All of lore.kernel.org
 help / color / mirror / Atom feed
From: Martin Bligh <mbligh@google.com>
To: Andrew Morton <akpm@osdl.org>
Cc: linux-kernel@vger.kernel.org, apw@shadowen.org, Greg KH <greg@kroah.com>
Subject: Re: Problems with 2.6.15-mm1 and mm2.
Date: Mon, 09 Jan 2006 16:05:02 -0800	[thread overview]
Message-ID: <43C2FA2E.2040704@google.com> (raw)
In-Reply-To: <20060109154127.6a7e6972.akpm@osdl.org>


>>from the NUMA-Q. http://test.kernel.org/19793/debug/console.log
>>
> 
> 
> Yes, I asked Greg about that - we don't know what's causing it yet.  I have
> a bad feeling that this bug will go into Linus's tree if we don't fix it
> quick.
> 
> I had problems with gregkh-pci-x86-pci-domain-support-the-meat.patch.  It
> might be worth reverting that.

Andy figured out what caused it.

>>on -mm2 I get the x86_64 seems to lock up (NFI why ... looking at it), 
>>the NUMA-Q and x440 panic (very similar to the above).
>>
>>I think Andy figured out what was causing those panics. Can we drop 
>>those patches until they're fixed?
>>
> 
> 
> I'm not aware of any buggy x86_64 patches in -mm2 :(
> 
> I guess you don't have the time to sit down and do a bisection search. 
> It'd take a solid few hours...

It's more that I don't have direct access to the machines in question
any more. The x86_64 one might just be a machine issue ... trying to 
confirm that still ... but the PCI one was real.

M.

Below is cut & pasted, so not applyable, and maybe it shouldn't be 
applied.

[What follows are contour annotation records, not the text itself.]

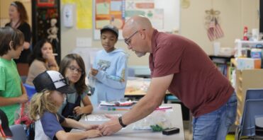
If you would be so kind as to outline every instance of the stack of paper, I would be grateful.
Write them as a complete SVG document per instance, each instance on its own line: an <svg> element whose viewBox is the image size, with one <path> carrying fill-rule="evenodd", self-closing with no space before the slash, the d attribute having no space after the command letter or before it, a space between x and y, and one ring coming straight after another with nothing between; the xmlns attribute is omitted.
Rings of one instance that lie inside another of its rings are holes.
<svg viewBox="0 0 263 140"><path fill-rule="evenodd" d="M125 102L106 102L101 101L99 104L99 108L107 110L130 110L135 102L125 101Z"/></svg>

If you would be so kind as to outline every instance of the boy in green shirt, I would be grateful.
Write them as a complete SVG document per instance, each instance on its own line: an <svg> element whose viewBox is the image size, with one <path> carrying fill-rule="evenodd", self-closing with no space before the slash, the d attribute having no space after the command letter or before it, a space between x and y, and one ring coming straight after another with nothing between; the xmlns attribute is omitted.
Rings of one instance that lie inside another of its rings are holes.
<svg viewBox="0 0 263 140"><path fill-rule="evenodd" d="M23 51L23 33L10 27L0 28L0 109L13 124L14 115L20 104L28 101L28 95L13 59L18 59Z"/></svg>

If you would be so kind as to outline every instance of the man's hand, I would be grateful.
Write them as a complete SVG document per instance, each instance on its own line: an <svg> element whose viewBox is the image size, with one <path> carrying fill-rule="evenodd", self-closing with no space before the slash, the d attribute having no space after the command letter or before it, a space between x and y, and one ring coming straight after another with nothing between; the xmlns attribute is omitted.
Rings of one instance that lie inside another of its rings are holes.
<svg viewBox="0 0 263 140"><path fill-rule="evenodd" d="M22 95L21 95L18 98L19 98L18 103L25 103L28 100L28 97L27 94L22 94Z"/></svg>
<svg viewBox="0 0 263 140"><path fill-rule="evenodd" d="M86 130L97 129L98 127L98 124L85 124L84 126Z"/></svg>
<svg viewBox="0 0 263 140"><path fill-rule="evenodd" d="M74 108L74 112L76 113L77 115L82 115L83 114L83 108L79 107L79 106L77 106L76 107Z"/></svg>
<svg viewBox="0 0 263 140"><path fill-rule="evenodd" d="M118 122L118 117L110 115L105 115L105 116L110 118L111 120L99 126L99 129L103 136L111 135L122 129L121 125Z"/></svg>

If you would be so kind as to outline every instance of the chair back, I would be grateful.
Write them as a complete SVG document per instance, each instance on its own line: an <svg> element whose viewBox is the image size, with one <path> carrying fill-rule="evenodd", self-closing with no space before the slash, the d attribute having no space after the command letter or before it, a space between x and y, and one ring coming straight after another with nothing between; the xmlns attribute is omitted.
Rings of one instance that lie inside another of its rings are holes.
<svg viewBox="0 0 263 140"><path fill-rule="evenodd" d="M255 116L263 115L263 89L247 91L240 136L255 136Z"/></svg>
<svg viewBox="0 0 263 140"><path fill-rule="evenodd" d="M13 133L13 140L27 140L26 130L21 124L14 124L9 127Z"/></svg>
<svg viewBox="0 0 263 140"><path fill-rule="evenodd" d="M26 83L23 83L23 85L26 88L26 92L28 93L28 99L30 100L31 99L32 96L35 93L37 93L37 91L35 91L35 86L30 86L30 85L28 85L28 84L26 84Z"/></svg>
<svg viewBox="0 0 263 140"><path fill-rule="evenodd" d="M135 76L135 70L133 68L128 67L128 76L129 77Z"/></svg>

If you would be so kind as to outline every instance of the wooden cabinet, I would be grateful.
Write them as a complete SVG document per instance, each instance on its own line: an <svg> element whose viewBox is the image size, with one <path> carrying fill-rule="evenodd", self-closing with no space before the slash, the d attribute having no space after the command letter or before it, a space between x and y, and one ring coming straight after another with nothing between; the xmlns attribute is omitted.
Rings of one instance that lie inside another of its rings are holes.
<svg viewBox="0 0 263 140"><path fill-rule="evenodd" d="M235 59L231 59L231 65L234 67L236 66ZM237 70L235 69L233 73L235 74L235 83L234 85L237 98L237 113L235 124L239 124L243 113L247 90L263 88L263 69Z"/></svg>

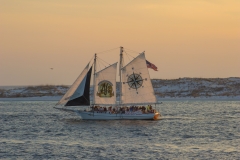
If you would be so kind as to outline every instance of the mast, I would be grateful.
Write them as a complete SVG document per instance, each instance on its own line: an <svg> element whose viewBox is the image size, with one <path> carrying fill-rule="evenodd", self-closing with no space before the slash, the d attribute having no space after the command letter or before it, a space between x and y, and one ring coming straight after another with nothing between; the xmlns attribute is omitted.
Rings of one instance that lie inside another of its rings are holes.
<svg viewBox="0 0 240 160"><path fill-rule="evenodd" d="M122 104L122 67L123 67L123 63L122 63L122 60L123 60L123 47L121 46L120 47L120 65L119 65L119 76L120 76L120 87L119 87L119 90L120 90L120 100L119 100L119 104Z"/></svg>
<svg viewBox="0 0 240 160"><path fill-rule="evenodd" d="M96 83L96 60L97 60L97 54L94 55L94 69L93 69L93 105L95 104L95 83Z"/></svg>

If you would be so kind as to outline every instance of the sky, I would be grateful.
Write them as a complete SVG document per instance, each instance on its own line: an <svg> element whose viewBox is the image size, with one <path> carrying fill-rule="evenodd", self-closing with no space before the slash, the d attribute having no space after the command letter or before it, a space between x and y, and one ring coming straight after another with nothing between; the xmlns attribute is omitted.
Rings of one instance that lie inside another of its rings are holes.
<svg viewBox="0 0 240 160"><path fill-rule="evenodd" d="M240 77L240 1L0 0L0 86L70 85L120 46L151 78Z"/></svg>

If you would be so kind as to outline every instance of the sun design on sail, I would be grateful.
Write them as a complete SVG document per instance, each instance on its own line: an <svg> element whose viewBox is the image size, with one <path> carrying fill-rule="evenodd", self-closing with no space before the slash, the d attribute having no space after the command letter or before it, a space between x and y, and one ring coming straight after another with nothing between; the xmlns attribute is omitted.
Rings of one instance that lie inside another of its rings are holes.
<svg viewBox="0 0 240 160"><path fill-rule="evenodd" d="M110 97L114 96L113 84L106 80L101 81L98 84L97 96L104 97L104 98L110 98Z"/></svg>
<svg viewBox="0 0 240 160"><path fill-rule="evenodd" d="M134 68L132 68L132 70L134 70ZM142 78L141 73L137 74L133 72L133 74L127 75L127 77L128 79L126 83L128 83L128 86L130 87L129 90L132 88L136 89L137 91L138 88L144 87L143 86L144 79ZM145 78L145 80L147 80L147 78ZM123 82L123 84L125 84L125 82Z"/></svg>

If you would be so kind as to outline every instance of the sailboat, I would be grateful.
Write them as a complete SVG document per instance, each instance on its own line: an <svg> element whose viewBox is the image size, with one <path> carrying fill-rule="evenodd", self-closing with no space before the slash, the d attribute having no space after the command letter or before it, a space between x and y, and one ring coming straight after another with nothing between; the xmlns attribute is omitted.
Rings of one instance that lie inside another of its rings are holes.
<svg viewBox="0 0 240 160"><path fill-rule="evenodd" d="M157 99L146 65L145 52L123 65L123 47L120 47L119 101L116 98L118 62L96 72L96 60L97 54L94 56L93 65L90 66L90 62L87 64L57 103L64 107L57 109L74 112L83 120L159 119L160 113L156 110ZM90 101L92 70L93 97ZM155 109L152 105L155 105ZM75 109L76 106L82 110Z"/></svg>

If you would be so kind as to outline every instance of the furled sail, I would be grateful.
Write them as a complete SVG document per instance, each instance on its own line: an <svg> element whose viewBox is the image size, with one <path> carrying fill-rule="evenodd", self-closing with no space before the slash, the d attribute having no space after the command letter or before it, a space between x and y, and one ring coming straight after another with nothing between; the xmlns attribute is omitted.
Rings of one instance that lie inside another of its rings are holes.
<svg viewBox="0 0 240 160"><path fill-rule="evenodd" d="M113 105L116 103L117 63L95 74L94 104Z"/></svg>
<svg viewBox="0 0 240 160"><path fill-rule="evenodd" d="M57 105L65 104L65 106L81 106L90 104L89 89L92 67L89 70L88 68L89 64L84 68L82 73L78 76L71 88Z"/></svg>
<svg viewBox="0 0 240 160"><path fill-rule="evenodd" d="M122 68L122 104L156 103L152 82L141 53Z"/></svg>

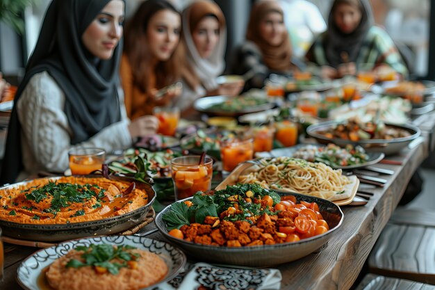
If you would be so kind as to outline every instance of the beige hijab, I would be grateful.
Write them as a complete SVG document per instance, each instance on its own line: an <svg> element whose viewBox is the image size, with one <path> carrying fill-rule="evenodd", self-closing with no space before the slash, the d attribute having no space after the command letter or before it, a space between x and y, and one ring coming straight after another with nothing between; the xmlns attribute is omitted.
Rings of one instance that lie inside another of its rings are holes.
<svg viewBox="0 0 435 290"><path fill-rule="evenodd" d="M192 33L204 17L211 15L218 19L220 33L219 42L211 56L204 59L198 53L192 38ZM227 42L225 18L218 5L207 0L193 2L183 11L182 17L182 41L187 48L188 65L190 67L190 70L183 70L183 76L194 89L201 83L206 90L211 90L218 86L216 76L222 73L225 66L224 61Z"/></svg>
<svg viewBox="0 0 435 290"><path fill-rule="evenodd" d="M278 1L262 0L254 4L251 10L249 22L246 33L246 39L254 42L263 54L264 63L272 70L284 72L291 67L292 49L288 33L284 33L282 42L277 46L271 46L261 37L259 25L263 19L269 13L276 12L281 15L284 13Z"/></svg>

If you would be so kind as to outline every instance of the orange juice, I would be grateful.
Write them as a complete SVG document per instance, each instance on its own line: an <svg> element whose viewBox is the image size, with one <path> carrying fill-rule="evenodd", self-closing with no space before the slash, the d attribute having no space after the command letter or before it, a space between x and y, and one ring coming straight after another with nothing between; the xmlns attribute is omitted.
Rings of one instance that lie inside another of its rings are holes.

But ... it worked before whatever is in -mm ... so my personal 
feeling is that if we don't have a fix for whatever is currently in -mm, 
it should get dropped until we do ? Going backwards = bad.

Perhaps I'm in a time loop, and just confused. but I don't think so ?

----------------------------------------------


 From apw:

pci device ensure sysdata initialised

[Ok, here is a patch to ensure sysdata is valid for all busses.]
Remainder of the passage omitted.